‘Plastic Bag Store' uses art, trash, humor to discuss plastic waste
Ann Arbor, Mich. — A traveling art installation and immersive film experience, The Plastic Bag Store is using a sense of humor to tell a unique interactive story about the amount of plastic waste people use.
The Plastic Bag Store looks like a grocery store, but all of the items are made from plastic. The exhibit also includes an hourlong puppet film and hands-on aspects for the attendees.
Thousands of plastic items went into making the Plastic Bag Store come to life.
The creator, Robin Frohardt, an award-winning theater and film director, started work on the installation in 2016 and completed it in 2020. That included creating all the items for the "grocery" store, the puppet films and the future museum.
"I'm trying to offer a different perspective. I think sometimes the issue of plastic pollution can just feel so depressing and so overwhelming," Frohardt said.
The Plastic Bag Store starts off as a grocery store filled with items that you'd usually see like vegetables, cereals, soft drinks, frozen foods, fish, bakery items and flowers — but all are made from plastic trash. The product names parody real-life items such as "rasbaggies" (raspberries), "Yucky Shards" (Lucky Charms), "polluted sausage" (polish sausage) and "Plastic Dew" (Mountain Dew).
"Most of the plastic bags and lids and caps and all of that I collected in New York City," Frohardt said. "I was collecting things from friends and family. I was asking people to save things. I was picking things out of the trash and off the street. I was sort of on an odd adventure to try and collect all that stuff and get all the right kinds of colors."
After guests browse the grocery store, the installation transforms into a film-watching event. The puppet show takes viewers through the past, present and future of plastic.
At the start of the show, ancient humans realize the potential problems of single-use containers and try to warn others with an engraved message on a vase.
"The store itself is kind of just like an elaborate one-liner, so it's kind of nice to have this deeper story and experience connected to it," Frohardt said.
The present aspect of the film focuses on a museum janitor, Helen, cleaning up the museum and noticing the engraved vase, adjacent to a plastic cup. During her walk home, she collects plastic trash, including a bag, water bottle and straw. Helen writes a note to the future about the amount waste being consumed and places the note in the plastic materials that she collected and throws it away.
The museum then takes the audience through the frozen food aisle of the exhibit, and the film's focus shifts to the future, where a researcher in a frozen world finds Helen's plastic while ice fishing. The note is illegible, but the plastic still stands. The researcher assumes the objects are important and tries to identify them.

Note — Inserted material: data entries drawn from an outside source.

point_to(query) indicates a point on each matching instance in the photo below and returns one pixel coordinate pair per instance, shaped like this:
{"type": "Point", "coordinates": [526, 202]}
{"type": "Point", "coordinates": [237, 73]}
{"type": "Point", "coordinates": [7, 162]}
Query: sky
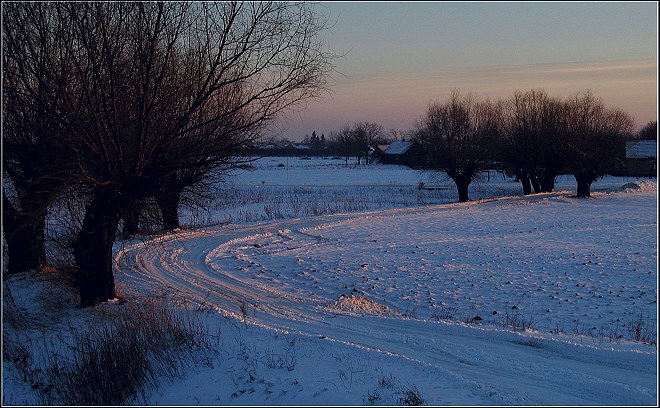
{"type": "Point", "coordinates": [397, 57]}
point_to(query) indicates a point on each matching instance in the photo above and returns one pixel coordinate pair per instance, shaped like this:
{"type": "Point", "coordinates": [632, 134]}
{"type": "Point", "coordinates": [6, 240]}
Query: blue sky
{"type": "Point", "coordinates": [399, 56]}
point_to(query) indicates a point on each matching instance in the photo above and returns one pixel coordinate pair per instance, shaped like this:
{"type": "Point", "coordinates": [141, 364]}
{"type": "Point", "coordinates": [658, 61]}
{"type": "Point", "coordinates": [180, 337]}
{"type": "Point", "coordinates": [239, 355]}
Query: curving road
{"type": "Point", "coordinates": [487, 362]}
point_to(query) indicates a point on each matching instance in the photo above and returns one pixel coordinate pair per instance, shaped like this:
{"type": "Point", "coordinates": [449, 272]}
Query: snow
{"type": "Point", "coordinates": [398, 147]}
{"type": "Point", "coordinates": [369, 307]}
{"type": "Point", "coordinates": [641, 149]}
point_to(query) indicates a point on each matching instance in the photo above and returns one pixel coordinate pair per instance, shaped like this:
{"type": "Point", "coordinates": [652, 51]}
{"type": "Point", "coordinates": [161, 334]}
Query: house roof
{"type": "Point", "coordinates": [399, 147]}
{"type": "Point", "coordinates": [640, 149]}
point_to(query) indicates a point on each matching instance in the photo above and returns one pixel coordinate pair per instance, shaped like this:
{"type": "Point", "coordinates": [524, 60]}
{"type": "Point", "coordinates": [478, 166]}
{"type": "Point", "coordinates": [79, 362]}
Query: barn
{"type": "Point", "coordinates": [407, 153]}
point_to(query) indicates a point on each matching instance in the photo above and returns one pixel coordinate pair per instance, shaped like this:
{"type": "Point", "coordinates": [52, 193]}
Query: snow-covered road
{"type": "Point", "coordinates": [380, 281]}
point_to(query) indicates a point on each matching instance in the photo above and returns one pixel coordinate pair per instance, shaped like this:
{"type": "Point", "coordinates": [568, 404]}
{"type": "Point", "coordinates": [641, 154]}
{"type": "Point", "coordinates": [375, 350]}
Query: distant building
{"type": "Point", "coordinates": [377, 152]}
{"type": "Point", "coordinates": [407, 153]}
{"type": "Point", "coordinates": [641, 158]}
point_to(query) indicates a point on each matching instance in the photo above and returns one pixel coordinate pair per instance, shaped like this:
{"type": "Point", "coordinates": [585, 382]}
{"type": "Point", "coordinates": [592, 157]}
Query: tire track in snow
{"type": "Point", "coordinates": [475, 359]}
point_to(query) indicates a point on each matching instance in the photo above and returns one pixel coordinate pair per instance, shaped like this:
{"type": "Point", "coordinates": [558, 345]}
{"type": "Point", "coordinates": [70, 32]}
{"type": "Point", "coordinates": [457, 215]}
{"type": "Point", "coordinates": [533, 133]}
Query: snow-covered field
{"type": "Point", "coordinates": [504, 300]}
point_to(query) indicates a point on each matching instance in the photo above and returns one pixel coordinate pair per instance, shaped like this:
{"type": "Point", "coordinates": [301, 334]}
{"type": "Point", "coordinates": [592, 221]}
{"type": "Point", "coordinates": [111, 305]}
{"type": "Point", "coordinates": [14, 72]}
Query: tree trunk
{"type": "Point", "coordinates": [583, 185]}
{"type": "Point", "coordinates": [169, 208]}
{"type": "Point", "coordinates": [523, 177]}
{"type": "Point", "coordinates": [131, 220]}
{"type": "Point", "coordinates": [93, 247]}
{"type": "Point", "coordinates": [24, 234]}
{"type": "Point", "coordinates": [535, 184]}
{"type": "Point", "coordinates": [462, 185]}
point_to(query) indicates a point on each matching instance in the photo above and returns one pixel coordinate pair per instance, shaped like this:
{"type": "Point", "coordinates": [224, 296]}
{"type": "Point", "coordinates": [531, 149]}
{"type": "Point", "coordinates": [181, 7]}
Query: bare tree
{"type": "Point", "coordinates": [594, 138]}
{"type": "Point", "coordinates": [344, 141]}
{"type": "Point", "coordinates": [158, 96]}
{"type": "Point", "coordinates": [531, 142]}
{"type": "Point", "coordinates": [35, 161]}
{"type": "Point", "coordinates": [649, 131]}
{"type": "Point", "coordinates": [459, 136]}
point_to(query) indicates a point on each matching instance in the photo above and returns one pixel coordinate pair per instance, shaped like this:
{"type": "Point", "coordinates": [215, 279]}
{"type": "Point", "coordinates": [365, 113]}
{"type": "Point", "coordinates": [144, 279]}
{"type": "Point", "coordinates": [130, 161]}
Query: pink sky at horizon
{"type": "Point", "coordinates": [400, 100]}
{"type": "Point", "coordinates": [400, 56]}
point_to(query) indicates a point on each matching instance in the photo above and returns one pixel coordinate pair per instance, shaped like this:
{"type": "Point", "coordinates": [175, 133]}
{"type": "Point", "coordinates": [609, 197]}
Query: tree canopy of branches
{"type": "Point", "coordinates": [594, 138]}
{"type": "Point", "coordinates": [155, 97]}
{"type": "Point", "coordinates": [459, 135]}
{"type": "Point", "coordinates": [531, 139]}
{"type": "Point", "coordinates": [649, 131]}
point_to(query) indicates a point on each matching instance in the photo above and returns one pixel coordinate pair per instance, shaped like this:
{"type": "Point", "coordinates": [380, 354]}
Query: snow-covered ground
{"type": "Point", "coordinates": [504, 300]}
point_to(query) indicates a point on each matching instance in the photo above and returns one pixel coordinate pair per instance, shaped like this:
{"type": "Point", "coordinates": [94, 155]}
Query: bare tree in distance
{"type": "Point", "coordinates": [459, 135]}
{"type": "Point", "coordinates": [159, 96]}
{"type": "Point", "coordinates": [648, 131]}
{"type": "Point", "coordinates": [344, 142]}
{"type": "Point", "coordinates": [594, 138]}
{"type": "Point", "coordinates": [532, 123]}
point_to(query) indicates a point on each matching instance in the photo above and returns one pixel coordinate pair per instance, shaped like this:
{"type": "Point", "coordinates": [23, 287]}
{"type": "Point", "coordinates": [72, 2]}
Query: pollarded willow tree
{"type": "Point", "coordinates": [533, 127]}
{"type": "Point", "coordinates": [460, 135]}
{"type": "Point", "coordinates": [156, 97]}
{"type": "Point", "coordinates": [594, 138]}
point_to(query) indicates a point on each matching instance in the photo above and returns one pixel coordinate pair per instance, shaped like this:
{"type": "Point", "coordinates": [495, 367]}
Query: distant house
{"type": "Point", "coordinates": [377, 152]}
{"type": "Point", "coordinates": [641, 158]}
{"type": "Point", "coordinates": [407, 153]}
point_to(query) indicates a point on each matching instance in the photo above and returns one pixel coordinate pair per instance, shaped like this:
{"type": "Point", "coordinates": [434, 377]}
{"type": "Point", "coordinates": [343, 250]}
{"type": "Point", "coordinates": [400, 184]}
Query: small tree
{"type": "Point", "coordinates": [460, 135]}
{"type": "Point", "coordinates": [594, 138]}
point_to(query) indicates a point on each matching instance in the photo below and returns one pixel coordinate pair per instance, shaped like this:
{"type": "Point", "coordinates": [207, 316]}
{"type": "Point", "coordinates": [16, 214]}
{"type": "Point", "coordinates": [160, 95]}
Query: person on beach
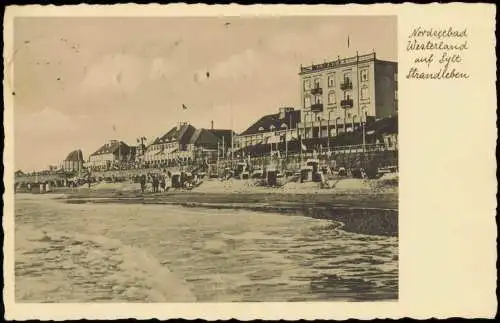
{"type": "Point", "coordinates": [162, 184]}
{"type": "Point", "coordinates": [143, 183]}
{"type": "Point", "coordinates": [155, 184]}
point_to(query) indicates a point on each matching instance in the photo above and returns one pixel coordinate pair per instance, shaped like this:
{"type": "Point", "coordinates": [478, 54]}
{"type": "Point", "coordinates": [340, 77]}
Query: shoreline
{"type": "Point", "coordinates": [364, 207]}
{"type": "Point", "coordinates": [368, 214]}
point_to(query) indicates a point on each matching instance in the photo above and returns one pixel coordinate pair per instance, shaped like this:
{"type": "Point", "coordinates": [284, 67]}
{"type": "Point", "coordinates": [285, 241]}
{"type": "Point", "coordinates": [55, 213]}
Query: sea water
{"type": "Point", "coordinates": [162, 253]}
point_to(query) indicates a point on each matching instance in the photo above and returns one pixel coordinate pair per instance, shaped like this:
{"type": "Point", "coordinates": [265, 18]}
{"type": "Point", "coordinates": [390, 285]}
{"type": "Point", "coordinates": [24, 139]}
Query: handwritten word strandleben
{"type": "Point", "coordinates": [439, 53]}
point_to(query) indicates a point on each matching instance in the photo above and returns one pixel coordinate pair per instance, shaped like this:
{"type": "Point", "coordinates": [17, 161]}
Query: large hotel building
{"type": "Point", "coordinates": [339, 95]}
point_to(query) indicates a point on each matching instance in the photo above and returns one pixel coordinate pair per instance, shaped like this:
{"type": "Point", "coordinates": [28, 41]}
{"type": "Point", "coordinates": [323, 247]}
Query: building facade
{"type": "Point", "coordinates": [338, 96]}
{"type": "Point", "coordinates": [270, 129]}
{"type": "Point", "coordinates": [73, 162]}
{"type": "Point", "coordinates": [184, 144]}
{"type": "Point", "coordinates": [111, 153]}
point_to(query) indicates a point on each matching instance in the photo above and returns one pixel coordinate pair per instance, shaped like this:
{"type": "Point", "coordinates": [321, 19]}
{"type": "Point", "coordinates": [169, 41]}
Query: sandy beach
{"type": "Point", "coordinates": [363, 206]}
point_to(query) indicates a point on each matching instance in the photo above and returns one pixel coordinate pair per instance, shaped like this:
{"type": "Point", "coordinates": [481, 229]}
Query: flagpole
{"type": "Point", "coordinates": [232, 140]}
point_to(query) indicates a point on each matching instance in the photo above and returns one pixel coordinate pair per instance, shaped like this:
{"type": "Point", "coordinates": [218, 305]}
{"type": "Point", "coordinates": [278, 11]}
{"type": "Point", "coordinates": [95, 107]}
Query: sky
{"type": "Point", "coordinates": [80, 82]}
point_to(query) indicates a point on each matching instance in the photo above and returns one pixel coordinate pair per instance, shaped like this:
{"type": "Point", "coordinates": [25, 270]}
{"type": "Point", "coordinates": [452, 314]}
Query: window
{"type": "Point", "coordinates": [307, 84]}
{"type": "Point", "coordinates": [331, 80]}
{"type": "Point", "coordinates": [317, 82]}
{"type": "Point", "coordinates": [307, 101]}
{"type": "Point", "coordinates": [331, 97]}
{"type": "Point", "coordinates": [347, 77]}
{"type": "Point", "coordinates": [364, 75]}
{"type": "Point", "coordinates": [364, 92]}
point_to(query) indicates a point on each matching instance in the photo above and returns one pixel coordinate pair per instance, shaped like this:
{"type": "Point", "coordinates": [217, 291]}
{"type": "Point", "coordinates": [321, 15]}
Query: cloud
{"type": "Point", "coordinates": [48, 122]}
{"type": "Point", "coordinates": [161, 69]}
{"type": "Point", "coordinates": [238, 66]}
{"type": "Point", "coordinates": [115, 72]}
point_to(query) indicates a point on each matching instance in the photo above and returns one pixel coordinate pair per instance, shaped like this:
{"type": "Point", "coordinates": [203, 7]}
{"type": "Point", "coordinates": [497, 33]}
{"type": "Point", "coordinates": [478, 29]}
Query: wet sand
{"type": "Point", "coordinates": [374, 214]}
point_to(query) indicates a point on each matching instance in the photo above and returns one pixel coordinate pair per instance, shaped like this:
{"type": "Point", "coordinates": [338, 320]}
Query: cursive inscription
{"type": "Point", "coordinates": [437, 54]}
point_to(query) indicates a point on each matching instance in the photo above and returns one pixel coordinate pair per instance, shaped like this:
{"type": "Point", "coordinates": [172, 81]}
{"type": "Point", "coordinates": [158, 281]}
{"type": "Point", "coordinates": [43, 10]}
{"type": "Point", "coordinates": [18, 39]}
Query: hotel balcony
{"type": "Point", "coordinates": [346, 104]}
{"type": "Point", "coordinates": [347, 85]}
{"type": "Point", "coordinates": [317, 107]}
{"type": "Point", "coordinates": [317, 91]}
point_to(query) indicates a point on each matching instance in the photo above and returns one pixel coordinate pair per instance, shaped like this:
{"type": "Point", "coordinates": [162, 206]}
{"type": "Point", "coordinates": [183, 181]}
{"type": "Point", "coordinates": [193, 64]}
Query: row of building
{"type": "Point", "coordinates": [337, 97]}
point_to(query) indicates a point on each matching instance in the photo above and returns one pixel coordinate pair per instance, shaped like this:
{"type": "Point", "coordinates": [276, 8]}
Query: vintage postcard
{"type": "Point", "coordinates": [272, 162]}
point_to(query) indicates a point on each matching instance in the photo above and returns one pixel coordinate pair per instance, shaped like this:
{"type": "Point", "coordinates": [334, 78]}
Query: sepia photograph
{"type": "Point", "coordinates": [205, 159]}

"We've made so much of these objects, and we make them to last for so long, but they're actually quite meaningless to us. They're meant to sort of just be thrown away and to disappear," Frohardt said. "But they're going to be around forever. I thought it would be funny to have someone in the future misinterpreting these objects."
The Plastic Bag Store show then takes the audience on a tour of the museum made by the man of the future and containing the objects he identified. The museum features lighters labeled as holy water containers, toothbrushes labeled as children's dolls, water bottles labeled as letter containers and lids with straws labeled as compasses.
Frohardt and three other people worked on making the products. There was also a team of five puppeteers, a composer, a cinematographer and a sound designer. During the tour there were six people involved, including a couple of technical people and a few performers.
The Plastic Bag Store premiered in New York in 2020, and it has toured in Chicago; Los Angeles; Austin, Texas; and Adelaide, Australia. Frohardt was unable to announce any future plans but does confirm that the art installation will be continuing to tour.
"I would love for it to, like, continue to tour or just find a home where it could stay open in one location," Frohardt said. "I wish that it would be irrelevant someday, but I don't know if it will be."
The Plastic Bag Store is on display in Ann Arbor until Sunday, Feb. 5 at the 777 building as a partnership with University of Michigan Museum of Art, University Musical Society and the Graham Sustainability Institute.